MATLAB

Preallocaton

Subcategory: Core

When you grow an array dynamically inside a for loop, MATLAB must repeatedly allocate new memory and copy the existing contents. This can significantly degrade performance. Preallocating reserves sufficient contiguous memory upfront, avoiding costly resizing operations later.

Example Code

To take advantage of Preallocation, you should allocate your array outside of the for-loop before using it.

The example below creates an array that grows with every iteration of the loop

tic
x = 0;
N = 10000000;
for k = 2:N
   x(k) = x(k-1) + 5;
end
toc

Elapsed time is 0.380283 seconds.

If we allocate the array before entering the loop, the code runs almost 10x faster

tic
x = zeros(1,N);
N = 10000000;
for k = 2:N
   x(k) = x(k-1) + 5;
end
toc

Elapsed time is 0.040541 seconds.

The Technical Detail

Prior to MATLAB R2010b, memory allocation worked like this:

The first time through the loop, the variable x hasn’t been assigned to yet, so MATLAB creates it through the assignment to x(1). The second time through the loop assigns to x(2), which doesn’t exist yet. So MATLAB allocates enough new memory for two elements and then copies x(1) and assigns x(2) into the new space. The third time through the loop assigns to x(3), which doesn’t exist yet. So MATLAB allocates enough new memory for three elements and then copies x(1) and x(2) and assigns x(3) into the new space.

See the pattern? On the k-th time through the loop, MATLAB has to make a copy of k elements into newly allocated memory. The time required to copy k elements is proportional to k. The time required to execute the entire loop is therefore proportional to the sum of the integers from 1 to n, which is n*(n+1)/2.

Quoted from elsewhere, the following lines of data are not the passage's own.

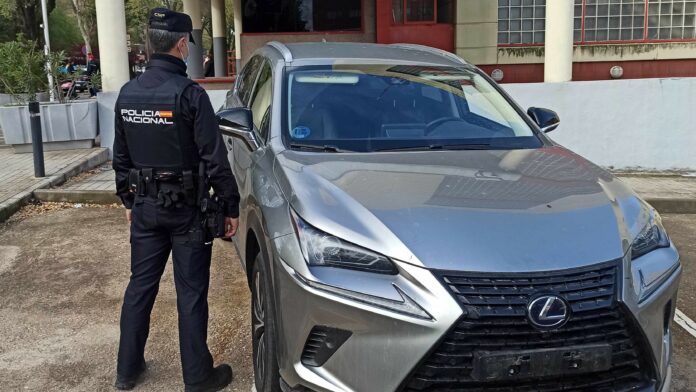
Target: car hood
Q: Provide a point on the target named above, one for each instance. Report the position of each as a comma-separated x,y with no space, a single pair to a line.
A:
514,210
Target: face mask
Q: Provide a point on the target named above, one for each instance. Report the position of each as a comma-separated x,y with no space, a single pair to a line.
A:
185,59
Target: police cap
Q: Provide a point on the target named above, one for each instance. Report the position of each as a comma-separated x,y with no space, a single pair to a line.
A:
166,19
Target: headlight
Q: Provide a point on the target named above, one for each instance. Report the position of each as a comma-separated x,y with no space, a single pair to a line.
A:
652,237
651,270
324,250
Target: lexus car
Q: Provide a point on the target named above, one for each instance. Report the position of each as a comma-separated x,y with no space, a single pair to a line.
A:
405,226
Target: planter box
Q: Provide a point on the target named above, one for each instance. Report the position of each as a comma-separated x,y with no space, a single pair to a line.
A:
8,99
64,126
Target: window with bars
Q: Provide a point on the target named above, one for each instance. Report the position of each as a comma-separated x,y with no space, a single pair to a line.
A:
521,21
599,21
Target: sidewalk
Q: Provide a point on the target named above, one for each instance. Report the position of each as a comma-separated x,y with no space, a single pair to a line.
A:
667,193
17,181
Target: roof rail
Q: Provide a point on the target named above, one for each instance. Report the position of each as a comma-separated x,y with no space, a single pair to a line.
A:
431,50
279,46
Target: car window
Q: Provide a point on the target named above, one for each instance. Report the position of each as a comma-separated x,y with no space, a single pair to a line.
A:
261,100
381,107
246,79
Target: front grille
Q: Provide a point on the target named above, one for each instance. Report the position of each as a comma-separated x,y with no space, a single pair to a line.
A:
494,320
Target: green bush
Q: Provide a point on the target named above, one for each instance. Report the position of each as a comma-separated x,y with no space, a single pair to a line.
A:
22,68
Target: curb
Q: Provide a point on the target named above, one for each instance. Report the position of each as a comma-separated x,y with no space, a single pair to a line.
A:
673,205
663,205
76,196
12,205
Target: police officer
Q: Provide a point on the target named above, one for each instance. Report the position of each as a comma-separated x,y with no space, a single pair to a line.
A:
165,127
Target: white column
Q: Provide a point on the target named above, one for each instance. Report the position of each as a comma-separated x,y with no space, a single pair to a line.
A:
195,61
113,51
47,51
238,34
217,13
558,58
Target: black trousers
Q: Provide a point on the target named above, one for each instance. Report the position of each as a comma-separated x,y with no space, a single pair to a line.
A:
155,232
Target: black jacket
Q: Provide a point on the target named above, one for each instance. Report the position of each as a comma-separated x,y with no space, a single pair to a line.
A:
196,109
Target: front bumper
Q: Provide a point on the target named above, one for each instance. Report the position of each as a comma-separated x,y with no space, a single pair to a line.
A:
386,346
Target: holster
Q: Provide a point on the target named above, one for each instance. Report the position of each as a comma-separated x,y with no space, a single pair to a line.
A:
136,183
213,210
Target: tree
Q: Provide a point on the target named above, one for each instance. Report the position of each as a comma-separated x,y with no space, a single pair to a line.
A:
64,34
86,14
27,16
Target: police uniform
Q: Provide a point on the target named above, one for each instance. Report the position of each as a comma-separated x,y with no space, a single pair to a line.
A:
165,126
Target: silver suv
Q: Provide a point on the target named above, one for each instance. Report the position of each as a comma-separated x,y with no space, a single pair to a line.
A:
405,226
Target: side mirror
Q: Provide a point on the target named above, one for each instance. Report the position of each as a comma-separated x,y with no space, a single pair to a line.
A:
238,123
546,119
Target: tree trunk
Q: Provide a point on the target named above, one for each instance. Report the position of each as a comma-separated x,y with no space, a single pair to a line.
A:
79,13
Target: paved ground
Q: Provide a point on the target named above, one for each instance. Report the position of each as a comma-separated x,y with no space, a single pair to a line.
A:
17,180
682,229
60,298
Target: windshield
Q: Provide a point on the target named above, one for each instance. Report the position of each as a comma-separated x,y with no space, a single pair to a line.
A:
368,108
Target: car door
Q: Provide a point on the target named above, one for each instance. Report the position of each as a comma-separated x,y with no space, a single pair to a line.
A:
239,96
259,102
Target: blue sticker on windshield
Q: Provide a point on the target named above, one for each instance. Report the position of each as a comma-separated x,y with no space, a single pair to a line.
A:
300,132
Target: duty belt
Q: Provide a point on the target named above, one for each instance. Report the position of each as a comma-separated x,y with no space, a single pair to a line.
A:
171,189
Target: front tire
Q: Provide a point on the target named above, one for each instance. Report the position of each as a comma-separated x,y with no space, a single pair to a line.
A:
263,332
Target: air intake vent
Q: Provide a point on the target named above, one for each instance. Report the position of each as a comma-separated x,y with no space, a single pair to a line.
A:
322,343
495,322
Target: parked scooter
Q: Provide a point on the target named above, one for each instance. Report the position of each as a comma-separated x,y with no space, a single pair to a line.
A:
74,86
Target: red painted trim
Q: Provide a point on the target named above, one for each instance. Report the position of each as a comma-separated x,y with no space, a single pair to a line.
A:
229,79
645,20
615,42
518,45
582,41
582,21
534,73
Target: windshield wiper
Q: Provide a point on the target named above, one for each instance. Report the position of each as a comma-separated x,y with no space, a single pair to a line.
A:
477,146
316,147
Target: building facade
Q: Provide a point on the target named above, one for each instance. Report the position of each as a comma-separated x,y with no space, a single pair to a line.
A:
635,38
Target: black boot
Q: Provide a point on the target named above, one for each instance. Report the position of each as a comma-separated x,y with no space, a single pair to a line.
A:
127,383
219,378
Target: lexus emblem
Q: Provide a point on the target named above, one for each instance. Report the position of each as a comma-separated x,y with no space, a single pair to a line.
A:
548,311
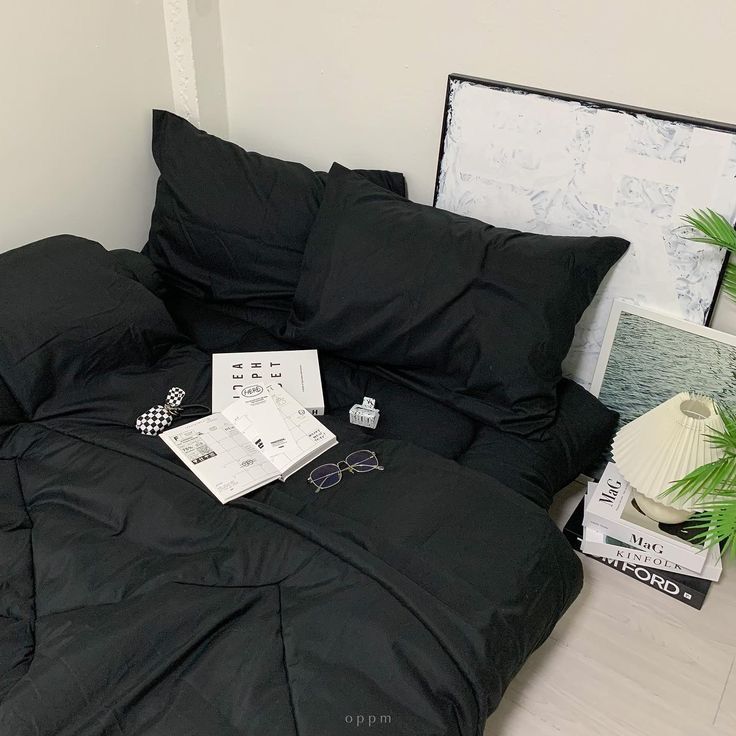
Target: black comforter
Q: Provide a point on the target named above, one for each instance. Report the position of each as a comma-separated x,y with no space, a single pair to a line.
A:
132,602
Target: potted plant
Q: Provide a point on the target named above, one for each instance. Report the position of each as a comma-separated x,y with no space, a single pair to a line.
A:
713,486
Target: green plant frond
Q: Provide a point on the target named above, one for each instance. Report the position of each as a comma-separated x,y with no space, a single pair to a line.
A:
716,229
719,525
707,480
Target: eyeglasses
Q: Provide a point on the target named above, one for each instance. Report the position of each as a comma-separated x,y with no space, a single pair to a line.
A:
360,461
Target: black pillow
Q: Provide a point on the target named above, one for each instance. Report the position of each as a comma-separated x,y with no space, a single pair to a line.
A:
230,225
10,411
540,467
475,316
70,321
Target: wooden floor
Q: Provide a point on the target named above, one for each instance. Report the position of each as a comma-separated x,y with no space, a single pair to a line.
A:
627,660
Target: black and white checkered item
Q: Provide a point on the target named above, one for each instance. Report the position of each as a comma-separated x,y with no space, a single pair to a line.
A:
158,418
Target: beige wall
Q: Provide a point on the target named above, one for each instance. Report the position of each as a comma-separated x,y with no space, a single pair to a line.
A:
363,81
79,81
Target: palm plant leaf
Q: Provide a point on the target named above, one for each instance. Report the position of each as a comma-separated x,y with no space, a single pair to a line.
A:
716,229
717,522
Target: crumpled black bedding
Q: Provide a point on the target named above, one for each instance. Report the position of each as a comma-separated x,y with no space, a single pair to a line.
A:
132,602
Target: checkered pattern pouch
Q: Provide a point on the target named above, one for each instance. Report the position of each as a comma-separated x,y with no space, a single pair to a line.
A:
158,418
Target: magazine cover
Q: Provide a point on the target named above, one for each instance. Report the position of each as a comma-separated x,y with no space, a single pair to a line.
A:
234,376
613,510
688,590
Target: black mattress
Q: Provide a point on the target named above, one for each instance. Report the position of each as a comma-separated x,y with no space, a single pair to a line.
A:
132,602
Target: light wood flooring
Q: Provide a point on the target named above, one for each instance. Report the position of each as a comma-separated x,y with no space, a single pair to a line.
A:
627,660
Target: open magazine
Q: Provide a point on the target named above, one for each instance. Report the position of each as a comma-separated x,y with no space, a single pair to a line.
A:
257,439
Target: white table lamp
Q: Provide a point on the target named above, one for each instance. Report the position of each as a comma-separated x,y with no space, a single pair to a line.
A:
664,445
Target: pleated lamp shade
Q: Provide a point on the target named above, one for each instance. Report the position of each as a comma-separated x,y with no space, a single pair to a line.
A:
666,443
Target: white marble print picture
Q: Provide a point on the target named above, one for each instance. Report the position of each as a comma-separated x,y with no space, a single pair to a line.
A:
532,161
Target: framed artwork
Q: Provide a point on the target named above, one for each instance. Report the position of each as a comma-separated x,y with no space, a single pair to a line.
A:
648,357
548,162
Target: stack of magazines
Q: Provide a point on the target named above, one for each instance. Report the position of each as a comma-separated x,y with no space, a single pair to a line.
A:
609,526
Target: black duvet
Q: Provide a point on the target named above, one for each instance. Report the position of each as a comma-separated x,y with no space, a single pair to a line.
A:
132,602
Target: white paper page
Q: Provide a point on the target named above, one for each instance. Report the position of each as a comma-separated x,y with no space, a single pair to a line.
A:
235,374
227,462
311,437
259,419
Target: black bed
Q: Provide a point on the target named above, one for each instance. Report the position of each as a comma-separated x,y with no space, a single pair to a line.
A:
132,602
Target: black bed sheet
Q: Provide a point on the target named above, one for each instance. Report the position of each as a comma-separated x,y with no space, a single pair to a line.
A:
132,602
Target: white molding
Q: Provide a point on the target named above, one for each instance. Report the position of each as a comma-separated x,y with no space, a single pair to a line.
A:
181,59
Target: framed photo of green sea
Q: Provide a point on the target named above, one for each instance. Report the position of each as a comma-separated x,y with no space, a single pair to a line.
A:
648,357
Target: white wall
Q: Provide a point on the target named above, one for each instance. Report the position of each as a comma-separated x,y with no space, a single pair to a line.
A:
79,80
363,81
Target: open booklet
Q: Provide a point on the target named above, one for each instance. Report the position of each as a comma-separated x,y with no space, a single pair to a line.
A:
255,440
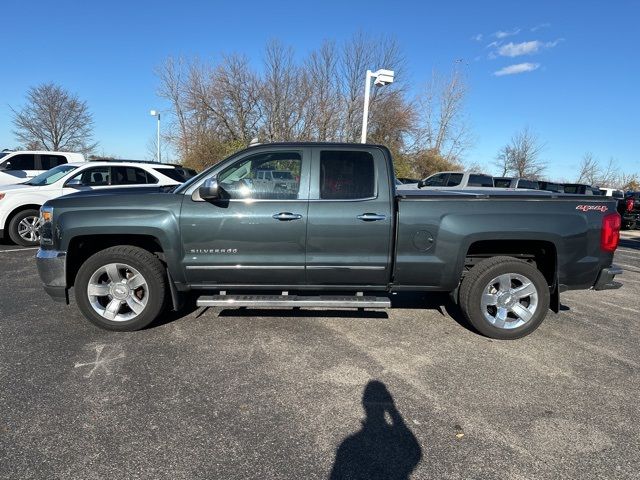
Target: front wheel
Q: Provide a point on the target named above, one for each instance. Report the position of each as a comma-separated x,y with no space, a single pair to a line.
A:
504,298
121,288
24,228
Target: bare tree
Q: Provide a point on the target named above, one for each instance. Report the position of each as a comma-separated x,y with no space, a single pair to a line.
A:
54,119
521,157
442,125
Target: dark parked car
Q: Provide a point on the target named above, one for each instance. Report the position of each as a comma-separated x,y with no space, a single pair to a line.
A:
551,186
581,189
630,210
515,182
342,237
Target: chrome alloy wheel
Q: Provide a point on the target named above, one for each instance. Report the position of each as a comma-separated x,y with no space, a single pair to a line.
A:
509,301
29,228
118,292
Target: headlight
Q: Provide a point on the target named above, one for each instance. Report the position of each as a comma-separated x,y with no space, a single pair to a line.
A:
46,214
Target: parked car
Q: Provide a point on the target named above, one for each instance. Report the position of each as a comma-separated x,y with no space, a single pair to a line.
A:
515,182
19,204
631,210
18,166
345,229
612,192
581,189
551,186
456,180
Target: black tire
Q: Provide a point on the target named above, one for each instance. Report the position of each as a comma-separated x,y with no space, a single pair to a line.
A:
14,226
480,277
154,291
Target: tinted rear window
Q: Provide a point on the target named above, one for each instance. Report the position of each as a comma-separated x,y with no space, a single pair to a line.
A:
172,173
502,182
346,175
480,181
50,161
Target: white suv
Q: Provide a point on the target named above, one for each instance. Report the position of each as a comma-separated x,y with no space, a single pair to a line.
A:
16,167
20,204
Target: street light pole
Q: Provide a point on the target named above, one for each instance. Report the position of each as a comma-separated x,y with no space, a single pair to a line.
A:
383,77
365,110
156,114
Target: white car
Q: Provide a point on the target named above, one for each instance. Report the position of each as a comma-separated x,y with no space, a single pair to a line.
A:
19,166
20,204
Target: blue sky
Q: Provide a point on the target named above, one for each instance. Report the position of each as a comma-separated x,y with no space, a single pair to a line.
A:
578,61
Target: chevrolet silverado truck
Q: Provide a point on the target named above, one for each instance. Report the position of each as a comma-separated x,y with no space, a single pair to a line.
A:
340,237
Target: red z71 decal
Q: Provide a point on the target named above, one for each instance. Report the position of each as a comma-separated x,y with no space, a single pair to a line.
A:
597,208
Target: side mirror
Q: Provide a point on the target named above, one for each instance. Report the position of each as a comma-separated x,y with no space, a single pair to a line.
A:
209,190
74,183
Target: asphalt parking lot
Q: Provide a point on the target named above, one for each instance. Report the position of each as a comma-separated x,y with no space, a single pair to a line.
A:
317,394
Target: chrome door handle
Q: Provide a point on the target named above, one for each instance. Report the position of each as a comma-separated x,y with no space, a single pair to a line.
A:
371,217
286,216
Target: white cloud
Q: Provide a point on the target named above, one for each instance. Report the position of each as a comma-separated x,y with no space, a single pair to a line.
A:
517,68
539,26
506,33
516,49
525,48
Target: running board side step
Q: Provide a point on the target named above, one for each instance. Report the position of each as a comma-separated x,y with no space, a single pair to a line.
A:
291,301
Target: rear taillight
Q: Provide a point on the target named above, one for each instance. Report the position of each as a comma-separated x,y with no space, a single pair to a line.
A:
610,234
629,204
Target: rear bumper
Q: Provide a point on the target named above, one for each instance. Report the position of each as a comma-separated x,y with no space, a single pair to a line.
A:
52,268
606,277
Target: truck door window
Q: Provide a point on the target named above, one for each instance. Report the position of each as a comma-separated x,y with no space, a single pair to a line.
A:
480,181
454,179
346,175
94,177
21,162
264,176
131,176
437,180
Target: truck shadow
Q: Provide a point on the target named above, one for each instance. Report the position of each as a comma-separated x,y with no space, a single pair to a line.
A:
384,447
439,302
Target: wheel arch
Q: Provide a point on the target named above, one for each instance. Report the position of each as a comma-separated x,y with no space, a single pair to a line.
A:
17,210
81,247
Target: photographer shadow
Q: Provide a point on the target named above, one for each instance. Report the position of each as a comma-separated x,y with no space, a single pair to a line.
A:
384,448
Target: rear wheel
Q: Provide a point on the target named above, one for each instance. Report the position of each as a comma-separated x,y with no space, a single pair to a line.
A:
121,288
24,228
504,298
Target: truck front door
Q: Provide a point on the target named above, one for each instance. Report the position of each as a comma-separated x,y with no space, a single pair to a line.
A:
349,235
256,235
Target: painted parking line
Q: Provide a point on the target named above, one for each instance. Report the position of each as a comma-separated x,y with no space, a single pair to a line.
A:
19,249
629,268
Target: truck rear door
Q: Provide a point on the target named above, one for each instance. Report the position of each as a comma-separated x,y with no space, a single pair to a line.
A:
350,220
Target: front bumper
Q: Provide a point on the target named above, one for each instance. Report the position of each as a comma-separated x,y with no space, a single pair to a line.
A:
605,279
52,268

Bottom line: memory copying during the assignment statement causes the time required to execute the loop to be proportional to n^2. For large N, this is very slow!

From R2010b onwards, MATLAB uses a much more efficient memory allocation strategy when it encounters loops like this so you are not ‘punished’ as much as you used to be if your code follows this pattern. However, it is still sugnificantly less efficient than simply creating the array once and writing to it in the loop.

Vectorisation

Subcategory: Core

MATLAB is optimised to take advantage of vectorisation for mathematical operations between arrays, whereby the processor executes one instruction across multiple variables simultaneously. Vectorisation can perform mathematical operations many times faster than a for loop and even take advantage of conditional logic.

Example Code

To take advantage of vectorisation within MATLAB, operations should be performed at an array-level, rather than by looping over the individual elements.

The below example multiplies every element of an array by 2 using a for loop.

% Allocate an array of 1 million elements
vals = 1:1000000;
% Multiply all elements by 2
for ii=1:length(vals)
    vals(ii) = vals(ii) * 2;
end

To use vectorisation, it can be rewritten as a single line of code

% Allocate an array of 1 million elements
vals = 1:1000000;
% Multiply all elements by 2
vals = vals * 2;

Not all of your MATLAB code will be this simple though, maybe you have conditional logic which restricts which elements the operation should be performed on.

% Allocate an array of 1 million elements
vals = 1:1000000;
% Multiple by 2 all elements divisible by 3, divide other elements by 2
for ii=1:length(vals)
    if mod(ii, 3) == 0
        vals(ii) = vals(ii) * 2;
    else
        vals(ii) = vals(ii) / 2;
    end
end

The above example can be written as

% Allocate an array of 1 million elements
vals = 1:1000000;
% Produce a boolean array k of whether elements are divisible by 3
k = mod(vals, 3) == 0
% Conditionally divide or multiply elements by 2
vals(k) = vals(k) * 2;
vals(~k) = vals(~k) / 2;

Using vectorisation is both more concise and more performant.

The Technical Detail

Vector instructions, which MATLAB can take advantage of, enable a CPU to apply the same operation to multiple data elements in parallel with a single thread.

Modern CPUs use SIMD (Single Instruction, Multiple Data) instructions to operate on several values packed into a register. Since a typical CPU cache line is 64 bytes, and standard data types like 32-bit or 64-bit floats and integers are 4 or 8 bytes each, 8–16 values can fit within a single cache line and be processed together by a single vector instruction.

However, to take advantage of this, the data must be aligned in memory. Laid out such that it fits neatly into the expected cache line boundaries. MATLAB arrays are explicitly designed for numerical performance, they allocate memory with alignment guarantees, ensuring that vector instructions can be used. Therefore, you just need to make sure where possible you’re using operations which support vectorisation.

GPU Arrays

Subcategory: Parallel Computing Toolbox

MATLAB makes it easy to run matrix operations on an NVIDIA GPU. There is a cost for moving data to and from the GPU, but if your entire algorithm can be done in matrix or vector operations, and your data is big enough, it can be faster.